In fact, we find generally in the literature that the impacts in negative – any negative impacts that immigrants tend to have on the earning on the native-born are not found. The estimates tend to hover around zero. And in fact, the very recent studies that have been done on this topic, which are very thorough studies and which take account of the complementaries that I just talked about, tend to find that, if anything, immigrants tend to have positive impacts on the native-born and, in particular, on high-skill native-born Americans.

So, in fact, a study by [incomprehensible audio]…finds that increased immigration between 1990 and 2006 increased the earnings of the native-born by about 1%. In my own work, I find something very similar. I find that even among immigrants and native-born who are likely to do the same jobs, a 10% increase in Latino immigration tends to increase the earnings of the native-born – high school native-born Hispanics by about 1%.

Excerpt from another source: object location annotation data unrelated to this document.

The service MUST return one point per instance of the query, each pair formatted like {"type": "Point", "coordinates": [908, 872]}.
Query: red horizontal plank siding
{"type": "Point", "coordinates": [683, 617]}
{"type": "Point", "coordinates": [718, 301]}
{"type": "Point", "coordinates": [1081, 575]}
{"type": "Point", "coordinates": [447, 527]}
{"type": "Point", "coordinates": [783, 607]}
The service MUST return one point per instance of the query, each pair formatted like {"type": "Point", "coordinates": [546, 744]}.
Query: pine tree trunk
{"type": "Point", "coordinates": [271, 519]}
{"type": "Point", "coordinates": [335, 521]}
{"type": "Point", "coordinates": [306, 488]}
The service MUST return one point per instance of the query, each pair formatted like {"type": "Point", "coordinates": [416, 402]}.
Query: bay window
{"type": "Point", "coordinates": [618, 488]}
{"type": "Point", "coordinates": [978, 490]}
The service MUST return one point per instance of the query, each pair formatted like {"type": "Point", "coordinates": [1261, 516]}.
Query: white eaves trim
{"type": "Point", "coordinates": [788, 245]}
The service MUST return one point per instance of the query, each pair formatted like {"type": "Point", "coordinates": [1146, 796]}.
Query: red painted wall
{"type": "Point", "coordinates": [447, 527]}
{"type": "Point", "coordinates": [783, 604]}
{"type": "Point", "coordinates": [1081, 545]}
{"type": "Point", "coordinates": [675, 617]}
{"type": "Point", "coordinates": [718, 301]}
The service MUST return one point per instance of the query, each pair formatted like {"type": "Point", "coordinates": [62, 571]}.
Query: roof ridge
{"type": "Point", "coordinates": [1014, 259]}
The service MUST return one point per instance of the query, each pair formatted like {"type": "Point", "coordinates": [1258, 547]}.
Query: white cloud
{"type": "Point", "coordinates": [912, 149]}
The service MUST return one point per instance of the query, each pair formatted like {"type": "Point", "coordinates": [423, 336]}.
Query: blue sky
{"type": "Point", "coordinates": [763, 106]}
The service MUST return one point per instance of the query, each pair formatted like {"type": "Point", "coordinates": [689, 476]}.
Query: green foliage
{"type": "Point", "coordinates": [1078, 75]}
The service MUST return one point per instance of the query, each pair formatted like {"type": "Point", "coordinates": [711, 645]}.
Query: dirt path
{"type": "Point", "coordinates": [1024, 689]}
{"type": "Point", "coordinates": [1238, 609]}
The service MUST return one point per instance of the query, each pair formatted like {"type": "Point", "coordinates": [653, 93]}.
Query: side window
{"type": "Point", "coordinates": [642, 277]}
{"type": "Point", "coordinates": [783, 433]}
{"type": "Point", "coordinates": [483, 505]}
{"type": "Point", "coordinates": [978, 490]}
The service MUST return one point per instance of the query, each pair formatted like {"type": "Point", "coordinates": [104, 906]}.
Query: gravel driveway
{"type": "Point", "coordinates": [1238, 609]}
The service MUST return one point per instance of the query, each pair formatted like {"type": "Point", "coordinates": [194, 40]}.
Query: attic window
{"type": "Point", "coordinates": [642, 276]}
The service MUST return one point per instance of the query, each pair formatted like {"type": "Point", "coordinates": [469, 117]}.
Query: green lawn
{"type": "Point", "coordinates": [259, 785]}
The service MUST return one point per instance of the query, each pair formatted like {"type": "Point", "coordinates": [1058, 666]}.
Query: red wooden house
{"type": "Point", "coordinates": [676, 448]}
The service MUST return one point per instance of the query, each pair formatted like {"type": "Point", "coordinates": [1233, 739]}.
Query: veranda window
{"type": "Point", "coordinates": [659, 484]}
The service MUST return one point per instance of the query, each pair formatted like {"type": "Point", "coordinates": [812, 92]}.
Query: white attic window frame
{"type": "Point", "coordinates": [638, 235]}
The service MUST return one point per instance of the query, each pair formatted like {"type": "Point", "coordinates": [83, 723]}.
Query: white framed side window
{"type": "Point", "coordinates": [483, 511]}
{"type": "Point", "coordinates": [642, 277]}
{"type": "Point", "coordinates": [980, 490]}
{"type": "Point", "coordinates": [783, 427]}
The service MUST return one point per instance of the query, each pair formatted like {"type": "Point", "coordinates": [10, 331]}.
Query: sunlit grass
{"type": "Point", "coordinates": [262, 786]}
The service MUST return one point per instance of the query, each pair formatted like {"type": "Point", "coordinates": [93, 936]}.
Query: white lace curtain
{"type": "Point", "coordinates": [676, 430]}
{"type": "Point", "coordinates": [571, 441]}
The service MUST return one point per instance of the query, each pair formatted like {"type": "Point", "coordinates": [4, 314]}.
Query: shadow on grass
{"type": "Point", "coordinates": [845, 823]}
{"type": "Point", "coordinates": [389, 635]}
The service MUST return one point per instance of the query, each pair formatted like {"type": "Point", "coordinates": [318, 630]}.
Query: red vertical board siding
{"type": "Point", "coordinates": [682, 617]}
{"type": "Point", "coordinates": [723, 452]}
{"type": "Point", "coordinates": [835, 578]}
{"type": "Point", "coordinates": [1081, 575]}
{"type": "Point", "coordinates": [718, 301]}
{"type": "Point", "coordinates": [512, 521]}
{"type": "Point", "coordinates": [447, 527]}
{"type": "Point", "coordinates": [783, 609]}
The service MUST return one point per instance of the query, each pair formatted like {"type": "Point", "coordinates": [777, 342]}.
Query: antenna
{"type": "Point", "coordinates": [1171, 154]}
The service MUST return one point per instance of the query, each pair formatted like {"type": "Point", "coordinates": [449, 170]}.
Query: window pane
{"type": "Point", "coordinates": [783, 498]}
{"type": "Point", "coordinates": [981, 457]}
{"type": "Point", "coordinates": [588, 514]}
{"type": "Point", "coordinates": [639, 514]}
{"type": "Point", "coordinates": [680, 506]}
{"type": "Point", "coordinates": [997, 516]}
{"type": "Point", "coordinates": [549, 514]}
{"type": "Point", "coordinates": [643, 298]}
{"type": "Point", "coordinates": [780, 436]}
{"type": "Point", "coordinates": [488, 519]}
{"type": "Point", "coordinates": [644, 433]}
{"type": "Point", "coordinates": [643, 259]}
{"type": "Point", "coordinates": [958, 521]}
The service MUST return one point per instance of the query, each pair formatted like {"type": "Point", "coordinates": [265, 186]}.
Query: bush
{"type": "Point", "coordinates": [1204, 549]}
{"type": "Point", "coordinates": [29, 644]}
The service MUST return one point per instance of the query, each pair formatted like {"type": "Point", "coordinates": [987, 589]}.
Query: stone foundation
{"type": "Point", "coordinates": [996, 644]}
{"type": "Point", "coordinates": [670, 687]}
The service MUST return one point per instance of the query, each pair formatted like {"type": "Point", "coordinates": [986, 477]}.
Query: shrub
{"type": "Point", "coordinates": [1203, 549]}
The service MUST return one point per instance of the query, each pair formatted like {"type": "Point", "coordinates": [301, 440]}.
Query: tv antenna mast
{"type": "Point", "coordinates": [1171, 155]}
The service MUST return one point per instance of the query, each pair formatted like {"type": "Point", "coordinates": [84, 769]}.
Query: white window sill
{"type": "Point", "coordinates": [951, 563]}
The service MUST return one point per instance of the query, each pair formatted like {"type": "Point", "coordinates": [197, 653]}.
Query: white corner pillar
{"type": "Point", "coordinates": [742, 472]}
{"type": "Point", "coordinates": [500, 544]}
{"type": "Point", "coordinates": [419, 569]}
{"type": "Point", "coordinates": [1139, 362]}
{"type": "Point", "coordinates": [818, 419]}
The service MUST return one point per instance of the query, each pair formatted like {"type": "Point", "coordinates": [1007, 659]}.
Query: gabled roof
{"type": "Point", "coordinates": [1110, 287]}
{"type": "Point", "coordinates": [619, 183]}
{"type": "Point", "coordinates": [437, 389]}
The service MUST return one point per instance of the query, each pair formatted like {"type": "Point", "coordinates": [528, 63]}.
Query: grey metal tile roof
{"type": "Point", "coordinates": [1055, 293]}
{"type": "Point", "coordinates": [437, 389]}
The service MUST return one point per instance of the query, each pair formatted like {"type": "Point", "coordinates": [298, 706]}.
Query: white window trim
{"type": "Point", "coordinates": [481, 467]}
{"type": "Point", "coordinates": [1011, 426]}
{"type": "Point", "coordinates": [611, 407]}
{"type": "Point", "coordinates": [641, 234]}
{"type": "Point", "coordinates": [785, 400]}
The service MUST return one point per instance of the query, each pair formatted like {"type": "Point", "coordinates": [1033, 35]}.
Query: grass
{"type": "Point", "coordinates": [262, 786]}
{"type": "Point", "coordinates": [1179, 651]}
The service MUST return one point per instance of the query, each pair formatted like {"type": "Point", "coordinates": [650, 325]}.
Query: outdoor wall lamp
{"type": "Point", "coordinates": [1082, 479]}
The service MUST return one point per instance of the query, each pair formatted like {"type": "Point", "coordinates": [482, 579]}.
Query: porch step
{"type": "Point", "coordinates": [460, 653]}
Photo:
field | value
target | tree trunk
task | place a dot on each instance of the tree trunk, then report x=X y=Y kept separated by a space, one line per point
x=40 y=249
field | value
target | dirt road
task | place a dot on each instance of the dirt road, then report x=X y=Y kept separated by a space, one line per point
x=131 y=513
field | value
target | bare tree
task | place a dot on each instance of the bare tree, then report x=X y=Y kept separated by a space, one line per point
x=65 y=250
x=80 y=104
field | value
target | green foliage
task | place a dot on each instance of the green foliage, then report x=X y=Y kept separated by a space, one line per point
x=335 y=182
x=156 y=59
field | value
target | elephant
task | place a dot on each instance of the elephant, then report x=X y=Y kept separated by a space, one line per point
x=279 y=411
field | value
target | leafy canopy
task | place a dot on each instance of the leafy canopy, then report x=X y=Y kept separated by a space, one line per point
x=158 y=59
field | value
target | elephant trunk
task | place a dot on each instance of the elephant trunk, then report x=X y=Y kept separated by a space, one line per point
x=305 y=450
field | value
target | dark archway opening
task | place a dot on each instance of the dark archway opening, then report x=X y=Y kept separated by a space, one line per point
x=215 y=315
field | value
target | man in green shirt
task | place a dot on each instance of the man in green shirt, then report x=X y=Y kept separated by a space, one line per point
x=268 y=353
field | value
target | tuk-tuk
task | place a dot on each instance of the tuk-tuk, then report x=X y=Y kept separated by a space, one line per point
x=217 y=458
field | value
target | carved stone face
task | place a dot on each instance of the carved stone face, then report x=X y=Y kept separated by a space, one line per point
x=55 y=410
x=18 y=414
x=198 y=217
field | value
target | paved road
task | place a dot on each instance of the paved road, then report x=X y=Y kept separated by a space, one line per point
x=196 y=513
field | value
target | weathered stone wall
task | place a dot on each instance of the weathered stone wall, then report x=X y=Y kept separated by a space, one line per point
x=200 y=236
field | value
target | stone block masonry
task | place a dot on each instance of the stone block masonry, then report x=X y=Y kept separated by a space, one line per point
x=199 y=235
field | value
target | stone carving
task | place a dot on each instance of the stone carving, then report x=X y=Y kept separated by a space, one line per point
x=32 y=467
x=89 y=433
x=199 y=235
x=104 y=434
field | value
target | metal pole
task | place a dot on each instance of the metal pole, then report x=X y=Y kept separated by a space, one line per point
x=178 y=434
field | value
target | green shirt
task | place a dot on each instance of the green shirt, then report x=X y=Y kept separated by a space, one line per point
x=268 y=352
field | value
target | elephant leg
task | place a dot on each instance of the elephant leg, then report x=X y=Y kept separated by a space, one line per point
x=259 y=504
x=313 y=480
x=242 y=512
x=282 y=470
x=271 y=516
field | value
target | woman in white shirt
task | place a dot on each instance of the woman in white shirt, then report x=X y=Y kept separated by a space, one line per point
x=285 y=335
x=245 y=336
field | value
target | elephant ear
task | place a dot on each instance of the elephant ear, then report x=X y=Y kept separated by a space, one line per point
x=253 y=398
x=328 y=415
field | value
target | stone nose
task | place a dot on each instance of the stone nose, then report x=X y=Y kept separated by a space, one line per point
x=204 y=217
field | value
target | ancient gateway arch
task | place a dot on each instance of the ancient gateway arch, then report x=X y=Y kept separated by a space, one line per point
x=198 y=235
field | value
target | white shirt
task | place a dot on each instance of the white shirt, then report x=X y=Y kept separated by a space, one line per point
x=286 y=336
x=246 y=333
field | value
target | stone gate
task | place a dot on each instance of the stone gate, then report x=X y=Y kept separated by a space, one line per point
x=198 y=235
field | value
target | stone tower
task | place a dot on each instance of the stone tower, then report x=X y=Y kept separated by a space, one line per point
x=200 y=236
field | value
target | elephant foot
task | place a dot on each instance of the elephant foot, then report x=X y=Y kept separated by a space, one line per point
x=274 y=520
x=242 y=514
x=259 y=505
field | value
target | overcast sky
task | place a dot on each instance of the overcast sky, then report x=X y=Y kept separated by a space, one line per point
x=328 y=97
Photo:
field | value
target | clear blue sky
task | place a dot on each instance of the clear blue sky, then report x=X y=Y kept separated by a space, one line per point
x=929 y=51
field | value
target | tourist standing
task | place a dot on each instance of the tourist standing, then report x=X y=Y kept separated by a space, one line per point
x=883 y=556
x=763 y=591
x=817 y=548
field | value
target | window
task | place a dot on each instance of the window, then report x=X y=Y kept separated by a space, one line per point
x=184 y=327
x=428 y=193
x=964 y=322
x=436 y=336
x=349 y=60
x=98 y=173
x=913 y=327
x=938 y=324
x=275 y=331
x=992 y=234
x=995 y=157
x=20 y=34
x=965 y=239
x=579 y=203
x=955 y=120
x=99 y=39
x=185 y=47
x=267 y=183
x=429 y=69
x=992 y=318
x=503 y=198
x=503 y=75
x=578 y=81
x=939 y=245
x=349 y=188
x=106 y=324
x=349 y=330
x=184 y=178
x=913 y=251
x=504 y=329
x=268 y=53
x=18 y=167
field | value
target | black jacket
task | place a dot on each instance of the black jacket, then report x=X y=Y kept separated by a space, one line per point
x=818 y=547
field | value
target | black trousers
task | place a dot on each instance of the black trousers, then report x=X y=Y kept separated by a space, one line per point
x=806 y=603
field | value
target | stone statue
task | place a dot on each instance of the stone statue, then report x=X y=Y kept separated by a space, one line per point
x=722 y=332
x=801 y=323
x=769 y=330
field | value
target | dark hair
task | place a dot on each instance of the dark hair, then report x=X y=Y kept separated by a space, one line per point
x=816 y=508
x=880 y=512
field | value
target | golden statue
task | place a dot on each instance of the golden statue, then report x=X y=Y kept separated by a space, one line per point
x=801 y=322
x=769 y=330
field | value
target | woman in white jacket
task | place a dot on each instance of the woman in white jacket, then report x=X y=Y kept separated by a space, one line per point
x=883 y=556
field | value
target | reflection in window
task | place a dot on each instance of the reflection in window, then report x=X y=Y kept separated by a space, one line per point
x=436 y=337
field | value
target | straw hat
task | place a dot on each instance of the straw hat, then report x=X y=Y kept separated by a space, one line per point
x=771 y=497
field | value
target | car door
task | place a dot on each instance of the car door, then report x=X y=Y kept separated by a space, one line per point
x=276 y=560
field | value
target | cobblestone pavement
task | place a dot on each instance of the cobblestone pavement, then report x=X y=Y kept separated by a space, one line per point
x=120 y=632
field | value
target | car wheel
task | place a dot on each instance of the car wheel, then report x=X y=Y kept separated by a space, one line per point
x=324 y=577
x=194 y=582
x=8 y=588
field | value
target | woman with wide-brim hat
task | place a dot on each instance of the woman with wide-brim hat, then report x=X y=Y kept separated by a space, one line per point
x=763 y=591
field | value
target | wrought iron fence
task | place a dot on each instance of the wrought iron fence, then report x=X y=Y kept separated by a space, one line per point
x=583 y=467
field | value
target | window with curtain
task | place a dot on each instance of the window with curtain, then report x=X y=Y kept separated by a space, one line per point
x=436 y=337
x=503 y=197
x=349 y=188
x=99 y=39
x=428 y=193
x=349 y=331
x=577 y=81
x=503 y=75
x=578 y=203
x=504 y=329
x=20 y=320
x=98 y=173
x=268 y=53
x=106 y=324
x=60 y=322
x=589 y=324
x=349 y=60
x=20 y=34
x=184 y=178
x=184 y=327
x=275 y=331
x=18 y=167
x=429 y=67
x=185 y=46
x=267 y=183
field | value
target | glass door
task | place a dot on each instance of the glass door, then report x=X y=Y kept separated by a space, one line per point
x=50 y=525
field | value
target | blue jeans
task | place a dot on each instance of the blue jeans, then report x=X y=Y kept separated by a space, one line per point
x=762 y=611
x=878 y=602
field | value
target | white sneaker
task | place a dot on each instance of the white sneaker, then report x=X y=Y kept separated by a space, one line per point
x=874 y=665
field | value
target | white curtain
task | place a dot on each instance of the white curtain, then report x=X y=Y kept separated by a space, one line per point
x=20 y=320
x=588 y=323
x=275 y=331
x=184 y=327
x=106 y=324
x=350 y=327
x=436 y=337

All of this means that they’re more job creators. They’re people who are getting employed. They also are consumers in our economy, and immigrants, in fact, have a very high purchasing power. Among Hispanics, among Asians purchasing power reach $1 trillion and $500 billion, respectively, in 2010. This is money that ripples through the economy, and this is money that benefits all of us.

So any danger that we may be actually taking jobs away from U.S. workers seems to be unfounded on many ends.